What Chinese DDoS Malware Looks Like

By Terry Zink
Terry Zink

While at that same Virus Bulletin conference that I was talking about earlier in my other post, I also had the chance to check out a session on Chinese DDoS malware put on by some folks from Arbor Networks. As little insight as I have into Android malware, I know even less about Chinese DDoS malware.

So what's Chinese DDoS malware like? What are its characteristics?

Well, to begin with, the session presenters looked at command-and-control centers that were hosted within Chinese IP space (a pretty good indicator that it was built and controlled in China) that were used to execute DDoS attacks. Of these, there were approximately 40 different families. But these families were not very sophisticated: they used little or weak encryption and used little stealthiness.

The typical Chinese malware family:

In terms of the way they attack, I'm kind of out of my element here, but each bot has lots of different DDoS attacks, but the one that they don't use is slow http. The most frequent tactic is http flood. If you don't know the intricate details of those types of attacks, well… I don't either. But I wrote them down anyhow because they sounded important.

The targets are usually Chinese sites, although they hosted in 24 countries (i.e., Taiwan, Hong Kong, or the United States). Of these countries, #1 was China with 64%, #2 was the United States with 27%. The types of targets are not always political. Some target music sites, some target gaming sites and others target online forums. One attacked a Chinese manufacturer of food processing equipment, another attacked a gold mining and investment firm.
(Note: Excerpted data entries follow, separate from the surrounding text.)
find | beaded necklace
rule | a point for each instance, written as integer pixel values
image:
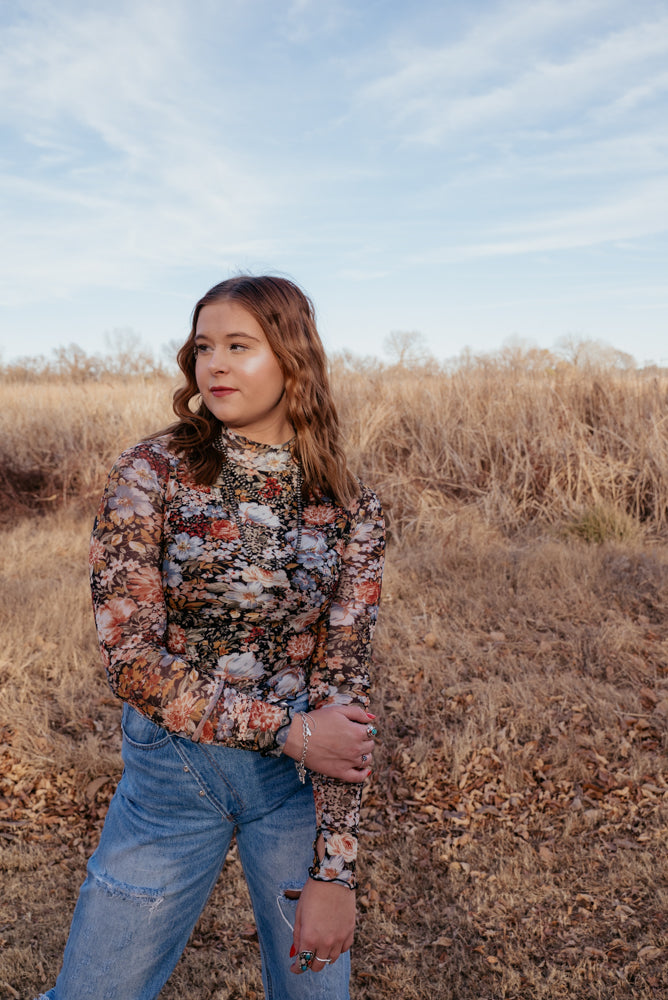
(252, 545)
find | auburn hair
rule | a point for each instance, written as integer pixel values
(287, 318)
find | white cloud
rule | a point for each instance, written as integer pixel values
(518, 67)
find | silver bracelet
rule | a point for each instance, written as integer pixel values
(306, 732)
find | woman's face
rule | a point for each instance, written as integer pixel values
(238, 374)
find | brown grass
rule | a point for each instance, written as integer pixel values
(516, 824)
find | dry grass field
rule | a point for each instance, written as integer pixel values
(516, 824)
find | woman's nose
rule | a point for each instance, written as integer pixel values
(217, 360)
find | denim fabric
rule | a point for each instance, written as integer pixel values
(162, 848)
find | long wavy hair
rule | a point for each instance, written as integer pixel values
(287, 318)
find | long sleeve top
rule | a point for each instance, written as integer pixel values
(216, 633)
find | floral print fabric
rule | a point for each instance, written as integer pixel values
(216, 645)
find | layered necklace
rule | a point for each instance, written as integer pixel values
(253, 542)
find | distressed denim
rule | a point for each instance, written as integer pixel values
(164, 842)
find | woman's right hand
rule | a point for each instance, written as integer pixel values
(339, 740)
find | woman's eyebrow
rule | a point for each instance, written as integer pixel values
(227, 336)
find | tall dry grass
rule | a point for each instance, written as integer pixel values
(516, 823)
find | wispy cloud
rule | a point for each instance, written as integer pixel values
(526, 65)
(113, 154)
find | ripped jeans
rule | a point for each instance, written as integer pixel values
(162, 848)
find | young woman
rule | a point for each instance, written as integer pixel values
(236, 567)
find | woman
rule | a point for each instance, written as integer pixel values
(235, 567)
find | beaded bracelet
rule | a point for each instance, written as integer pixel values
(306, 732)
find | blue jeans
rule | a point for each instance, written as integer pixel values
(162, 848)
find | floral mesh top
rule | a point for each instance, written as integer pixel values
(218, 645)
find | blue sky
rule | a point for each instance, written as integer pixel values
(476, 171)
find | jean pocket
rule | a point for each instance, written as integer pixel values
(140, 731)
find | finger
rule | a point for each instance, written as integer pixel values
(356, 713)
(318, 964)
(303, 962)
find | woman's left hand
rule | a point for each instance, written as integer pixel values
(324, 924)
Yet amongst all of this came some reassurance. These malware authors are a lot like animators on the Simpsons — they re-use a lot of code and there is sloppiness everywhere. Typos get ported across families, bugs do too, and so do techniques. They are not like Conficker with tons of encryption but instead are quick-and-dirty applications (in comparison) that are designed to do the job. It's kind of like how some magicians (like me) will resort to complex sleight-of-hand to control your card selection which requires hours of practice to get down, and other magicians (like me) that simply use a trick deck.

I walked away from this session informed, and also feeling better that we're not in over our heads here.

Not yet.

By Terry Zink, Program Manager. Visit the blog maintained by Terry Zink here.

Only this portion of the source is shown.